Were it to be true, and were the losses to persist for the year, it would be the first full-year loss since the war (barring the faintest smudge of red ink in 1993). Quite a moment for the 123-year-old operation. Sure enough, the admission came during the annual financial press conference – now quite a lavish bash after years of hiding from the pubic gaze. As a charitable foundation rather than a listed company, Bosch was able to do that.
Chairman Franz Fehrenbach does not lose a moment and cracks straight into the confession: “Our business environment has taken a dramatic turn for the worse…we are cutting back at all levels…we have had to accept a steep drop in 2008…2009 will be one of the toughest years in our corporate history…we were in the red for the first quarter.”

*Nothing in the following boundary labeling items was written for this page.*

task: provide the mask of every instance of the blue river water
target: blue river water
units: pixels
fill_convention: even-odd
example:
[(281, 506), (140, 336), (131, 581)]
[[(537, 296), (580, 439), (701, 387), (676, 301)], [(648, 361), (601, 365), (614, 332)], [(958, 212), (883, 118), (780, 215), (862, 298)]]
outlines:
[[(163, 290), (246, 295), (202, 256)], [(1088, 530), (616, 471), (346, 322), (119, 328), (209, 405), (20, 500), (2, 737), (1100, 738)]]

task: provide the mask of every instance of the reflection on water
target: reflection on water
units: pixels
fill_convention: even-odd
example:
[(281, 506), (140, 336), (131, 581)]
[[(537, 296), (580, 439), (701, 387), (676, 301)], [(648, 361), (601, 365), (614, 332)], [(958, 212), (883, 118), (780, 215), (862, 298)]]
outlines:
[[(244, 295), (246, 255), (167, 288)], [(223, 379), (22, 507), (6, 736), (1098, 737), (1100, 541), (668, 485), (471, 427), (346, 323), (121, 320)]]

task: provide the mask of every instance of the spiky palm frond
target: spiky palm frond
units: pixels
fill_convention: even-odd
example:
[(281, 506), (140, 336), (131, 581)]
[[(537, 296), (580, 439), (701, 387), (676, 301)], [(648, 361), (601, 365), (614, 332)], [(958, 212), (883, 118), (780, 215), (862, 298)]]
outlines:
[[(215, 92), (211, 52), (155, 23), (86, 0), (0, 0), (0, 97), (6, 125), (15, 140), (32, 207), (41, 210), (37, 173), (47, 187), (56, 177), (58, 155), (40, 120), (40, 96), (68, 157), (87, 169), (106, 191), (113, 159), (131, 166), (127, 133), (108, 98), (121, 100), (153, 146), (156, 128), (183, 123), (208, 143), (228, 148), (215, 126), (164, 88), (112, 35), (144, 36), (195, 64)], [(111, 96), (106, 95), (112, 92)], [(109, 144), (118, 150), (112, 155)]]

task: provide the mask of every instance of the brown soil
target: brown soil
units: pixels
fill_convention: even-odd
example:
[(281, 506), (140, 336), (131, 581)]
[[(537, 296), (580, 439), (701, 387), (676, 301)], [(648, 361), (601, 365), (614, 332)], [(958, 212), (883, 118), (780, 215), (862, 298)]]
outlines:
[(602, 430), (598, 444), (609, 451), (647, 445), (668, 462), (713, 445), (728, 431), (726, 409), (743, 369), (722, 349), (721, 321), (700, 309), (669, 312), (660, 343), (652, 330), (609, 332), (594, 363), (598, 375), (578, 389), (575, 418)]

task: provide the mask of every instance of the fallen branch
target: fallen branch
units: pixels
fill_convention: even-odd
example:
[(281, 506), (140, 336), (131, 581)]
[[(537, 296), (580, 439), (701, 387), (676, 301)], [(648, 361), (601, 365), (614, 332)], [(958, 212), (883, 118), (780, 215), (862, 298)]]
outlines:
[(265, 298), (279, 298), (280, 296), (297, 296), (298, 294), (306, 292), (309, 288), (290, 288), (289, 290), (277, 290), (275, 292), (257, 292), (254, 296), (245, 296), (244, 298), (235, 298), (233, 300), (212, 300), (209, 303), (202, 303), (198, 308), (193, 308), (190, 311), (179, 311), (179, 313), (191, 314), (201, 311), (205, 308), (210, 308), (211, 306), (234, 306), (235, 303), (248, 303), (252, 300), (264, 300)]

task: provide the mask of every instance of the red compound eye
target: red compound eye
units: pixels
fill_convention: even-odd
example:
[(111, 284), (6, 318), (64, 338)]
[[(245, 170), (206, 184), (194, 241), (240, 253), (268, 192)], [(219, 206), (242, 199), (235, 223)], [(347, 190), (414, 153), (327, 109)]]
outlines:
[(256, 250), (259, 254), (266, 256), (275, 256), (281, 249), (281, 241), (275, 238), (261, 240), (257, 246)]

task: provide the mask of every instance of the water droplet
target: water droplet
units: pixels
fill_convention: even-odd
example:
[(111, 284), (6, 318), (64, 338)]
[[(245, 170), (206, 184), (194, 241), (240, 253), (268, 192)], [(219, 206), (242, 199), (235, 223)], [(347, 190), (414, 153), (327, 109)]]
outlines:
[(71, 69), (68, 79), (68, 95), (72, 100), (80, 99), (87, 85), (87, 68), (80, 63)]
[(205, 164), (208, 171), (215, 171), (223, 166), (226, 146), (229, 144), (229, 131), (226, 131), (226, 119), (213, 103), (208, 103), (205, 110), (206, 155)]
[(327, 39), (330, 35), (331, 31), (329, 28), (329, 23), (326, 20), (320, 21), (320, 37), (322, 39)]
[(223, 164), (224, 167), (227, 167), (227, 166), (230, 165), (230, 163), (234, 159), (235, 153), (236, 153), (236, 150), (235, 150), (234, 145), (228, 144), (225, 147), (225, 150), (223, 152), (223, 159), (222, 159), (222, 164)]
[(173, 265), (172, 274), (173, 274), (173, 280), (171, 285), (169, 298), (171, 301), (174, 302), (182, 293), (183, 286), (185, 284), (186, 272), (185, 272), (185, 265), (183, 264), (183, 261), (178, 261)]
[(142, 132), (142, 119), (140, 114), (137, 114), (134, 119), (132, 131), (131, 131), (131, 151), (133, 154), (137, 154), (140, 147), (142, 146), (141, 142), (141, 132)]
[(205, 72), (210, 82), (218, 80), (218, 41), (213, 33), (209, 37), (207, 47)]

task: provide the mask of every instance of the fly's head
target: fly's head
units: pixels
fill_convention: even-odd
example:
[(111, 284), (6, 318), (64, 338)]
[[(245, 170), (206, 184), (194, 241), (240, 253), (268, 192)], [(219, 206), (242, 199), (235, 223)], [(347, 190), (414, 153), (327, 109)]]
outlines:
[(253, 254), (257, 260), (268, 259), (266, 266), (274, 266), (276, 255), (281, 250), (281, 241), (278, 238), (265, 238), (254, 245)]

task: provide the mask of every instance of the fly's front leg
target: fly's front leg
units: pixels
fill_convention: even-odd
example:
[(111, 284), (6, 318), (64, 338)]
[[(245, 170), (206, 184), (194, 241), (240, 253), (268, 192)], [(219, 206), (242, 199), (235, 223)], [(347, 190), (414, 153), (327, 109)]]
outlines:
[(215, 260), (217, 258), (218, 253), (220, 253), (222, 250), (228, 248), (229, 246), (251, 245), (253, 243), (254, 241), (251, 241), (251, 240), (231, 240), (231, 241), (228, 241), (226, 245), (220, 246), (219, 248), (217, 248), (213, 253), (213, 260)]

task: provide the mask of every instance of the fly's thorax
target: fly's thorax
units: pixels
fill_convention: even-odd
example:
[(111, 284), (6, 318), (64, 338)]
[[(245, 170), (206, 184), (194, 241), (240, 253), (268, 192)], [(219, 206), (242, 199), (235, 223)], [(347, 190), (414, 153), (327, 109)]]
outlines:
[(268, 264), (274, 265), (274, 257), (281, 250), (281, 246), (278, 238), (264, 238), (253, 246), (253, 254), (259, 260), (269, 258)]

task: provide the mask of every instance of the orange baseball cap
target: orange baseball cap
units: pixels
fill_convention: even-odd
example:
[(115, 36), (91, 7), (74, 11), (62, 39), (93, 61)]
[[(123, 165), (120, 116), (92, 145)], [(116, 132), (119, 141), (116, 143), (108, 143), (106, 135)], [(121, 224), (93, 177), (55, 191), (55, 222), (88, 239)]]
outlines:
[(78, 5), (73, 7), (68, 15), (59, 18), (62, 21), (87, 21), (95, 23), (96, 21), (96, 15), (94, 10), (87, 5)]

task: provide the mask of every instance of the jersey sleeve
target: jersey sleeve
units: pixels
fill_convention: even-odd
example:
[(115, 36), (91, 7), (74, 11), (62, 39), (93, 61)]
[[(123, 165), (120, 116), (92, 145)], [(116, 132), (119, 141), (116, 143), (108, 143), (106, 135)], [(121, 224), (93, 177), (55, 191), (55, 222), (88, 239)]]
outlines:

Bosch has taken some pride over the years in balancing up the business so that it was not heavily exposed to the cyclicality of the auto industry. All those consumer hand tools and building technology products were supposed to shield the company from automotive losses. Not in this environment, they won’t, the whole job has gone to hell in a handcart.
None of that is to say that Bosch is damaged. It isn’t. There was more than EUR6bn of free cash on the balance sheet at the end of the year.
The profit before tax for 2008 was a miserable EUR942m compared to the EUR3,801 a year earlier.
That was on sales of EUR45bn (of which EUR26bn was automotive). Of the potential for a loss in 2009 Fehrenbach says that first quarter sales were down 21%. He is planning for 15% down over the year and on that basis he might be able to call a profit but it will require a pretty substantial bounce in the second half to get there. He expects second half sales to be down by a maximum of 3% which would be a result. He saw a 20% decline in the last quarter of 2008.
He reckons he has had no loss of market share but that Bosch has been knocked off course a bit by the shift to small cars caused by the scrapping incentives across Europe. Bosch is big in oil burners and small cars are typically not diesel.
One of the things that Bosch will do to avoid losses building up into debt is to cool down on acquisitions. Fehrenbach has been very busy over the years mopping up competitors and getting better vertical integration (such as abrasive materials for the power tool business). Last year the Bosch boys dished out EUR3.2bn to buy other companies. That will grind to a halt while the chill winds blow.
It will come back though. Bosch reckons that it will be two to three years before growth resumes.